Nach dem Willen der Bundesregierung soll das deutsche Kindergeld für EU-Ausländer auf das Niveau des Landes, in dem die Kinder wohnen, gesenkt werden. Nur wegen des Widerspruchs der EU-Kommission verzichtete man bisher auf gesetzgeberische Schritte.

GD/AD – 06/2017

Das Vorhaben hat im April das Bundeskabinett passiert, jedoch wurde es danach bisher nicht weiter verfolgt. Die Europäische Kommission hatte der seinerzeitigen britischen Regierung Cameron im Februar 2016 ein vergleichbares nationales Anliegen als Entgegenkommen zur Vermeidung des Brexit in ein Kompromisspaket gelegt. Es ist nicht ausgeschlossen, dass die Thematik im Bundestagswahlkampt auftaucht, denn nach Ansicht von EU-Kritikern handele die EU hier mit konstanter Bosheit. 

Kürzungen um bis zu 75 Prozent

Die Kindergeld-Zahlungen sollen je nach Heimatland auf die örtlichen und damit tatsächlichen Lebenshaltungskosten reduziert werden, wenn Kinder von in Deutschland lebenden EU-Ausländern sich dauerhaft im Ausland aufhalten.
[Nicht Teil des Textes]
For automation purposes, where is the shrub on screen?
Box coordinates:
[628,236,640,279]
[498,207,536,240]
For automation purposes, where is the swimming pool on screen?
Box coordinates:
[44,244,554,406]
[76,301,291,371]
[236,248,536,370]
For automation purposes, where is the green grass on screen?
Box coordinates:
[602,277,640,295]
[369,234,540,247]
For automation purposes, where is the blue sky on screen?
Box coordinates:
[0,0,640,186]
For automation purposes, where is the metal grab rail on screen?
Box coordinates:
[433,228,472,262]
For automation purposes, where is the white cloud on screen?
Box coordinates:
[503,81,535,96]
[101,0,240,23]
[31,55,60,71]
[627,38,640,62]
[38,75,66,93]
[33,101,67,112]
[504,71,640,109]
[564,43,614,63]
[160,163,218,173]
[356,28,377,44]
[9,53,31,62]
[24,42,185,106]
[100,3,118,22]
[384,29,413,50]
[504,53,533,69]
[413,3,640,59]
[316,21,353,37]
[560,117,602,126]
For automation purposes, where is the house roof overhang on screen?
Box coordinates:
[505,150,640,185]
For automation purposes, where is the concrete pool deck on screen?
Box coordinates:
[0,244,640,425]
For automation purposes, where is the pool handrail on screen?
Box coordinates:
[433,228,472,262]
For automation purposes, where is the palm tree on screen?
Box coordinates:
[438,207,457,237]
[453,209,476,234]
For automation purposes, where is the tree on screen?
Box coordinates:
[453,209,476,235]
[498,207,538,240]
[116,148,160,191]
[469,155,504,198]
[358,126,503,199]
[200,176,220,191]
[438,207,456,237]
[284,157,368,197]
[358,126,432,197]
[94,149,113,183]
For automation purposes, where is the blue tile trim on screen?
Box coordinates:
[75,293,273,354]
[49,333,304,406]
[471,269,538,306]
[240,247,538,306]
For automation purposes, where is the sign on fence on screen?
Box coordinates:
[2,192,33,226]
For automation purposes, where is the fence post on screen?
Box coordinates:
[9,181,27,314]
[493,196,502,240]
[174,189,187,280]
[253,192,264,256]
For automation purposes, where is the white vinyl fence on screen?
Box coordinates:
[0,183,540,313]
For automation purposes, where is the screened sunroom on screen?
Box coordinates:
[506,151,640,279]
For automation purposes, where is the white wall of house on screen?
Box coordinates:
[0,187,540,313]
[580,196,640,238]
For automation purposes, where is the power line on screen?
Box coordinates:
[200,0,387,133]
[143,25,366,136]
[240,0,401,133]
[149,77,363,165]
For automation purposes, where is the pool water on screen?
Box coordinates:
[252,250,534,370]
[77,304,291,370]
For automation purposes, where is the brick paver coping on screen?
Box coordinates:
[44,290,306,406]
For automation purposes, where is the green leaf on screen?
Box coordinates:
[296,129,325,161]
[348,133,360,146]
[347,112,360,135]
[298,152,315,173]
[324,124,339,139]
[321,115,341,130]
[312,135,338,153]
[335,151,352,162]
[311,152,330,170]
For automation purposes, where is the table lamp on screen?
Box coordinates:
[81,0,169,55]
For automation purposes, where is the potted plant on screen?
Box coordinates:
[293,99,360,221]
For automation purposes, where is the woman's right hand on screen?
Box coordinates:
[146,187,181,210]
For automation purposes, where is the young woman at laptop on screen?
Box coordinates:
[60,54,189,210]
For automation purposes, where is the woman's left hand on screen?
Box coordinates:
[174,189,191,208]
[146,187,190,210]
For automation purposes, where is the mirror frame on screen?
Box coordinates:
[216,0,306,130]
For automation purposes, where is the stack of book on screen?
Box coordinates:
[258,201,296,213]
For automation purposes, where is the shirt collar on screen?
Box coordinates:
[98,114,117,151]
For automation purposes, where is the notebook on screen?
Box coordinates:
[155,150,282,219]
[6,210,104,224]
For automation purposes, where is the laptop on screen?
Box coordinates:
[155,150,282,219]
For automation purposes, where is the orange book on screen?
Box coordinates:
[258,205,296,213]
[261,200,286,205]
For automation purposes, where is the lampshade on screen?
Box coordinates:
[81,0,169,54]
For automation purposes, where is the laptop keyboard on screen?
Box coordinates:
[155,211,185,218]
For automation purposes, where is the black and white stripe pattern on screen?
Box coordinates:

Für Rumänien, Polen, Ungarn, Kroatien und Bulgarien sollen nur noch 50 Prozent und für Griechenland, Tschechien oder Zypern 75 Prozent des in Deutschland geltenden Kindergeld-Satzes ausgezahlt werden. Für Belgien oder Schweden soll der volle Satz gezahlt werden. 2016 wurden für rund 168.400 in anderen EU-Staaten lebende Kinder ausländischer EU-Bürger knapp 537 Millionen Euro Kindergeld von deutschen Kindergeldkassen ausgezahlt. 

Rechtslücken laden zum Missbrauch ein

Unabhängig von der sozialpolitischen Dimension sind viele Experten der Ansicht, dass Rechtslücken bei dem wachsenden Wohlstandsgefälle in steigend professionalisierter Form zum Missbrauch geradezu einlüden. Auch der Ansatz, die EU-Steueridentifikationsnummer als Voraussetzung und Identifikationshilfe zur Auszahlung des Kindergeldes zu verlangen, könne nur begrenzt wirksam sein: verbreitete Korruption in vielen Teilen Süd- und Südosteuropas sowie der Umstand, dass bestimmte Personengruppen auch daheim vermutlich niemals steuerlich erfasst worden seien, da sie kaum einer anderen als einer Schwarzarbeit nachgegangen seien, weiche hier von deutschen und anderen EU-Gepflogenheiten ab. Selbst Abstammungsnachweise, Meldebescheinigungen oder Geburtsurkunden seien, so diese Auffassung, nicht unbedingt gegen Gefälligkeitsausstellungen ohne faktischen Bezug geschützt.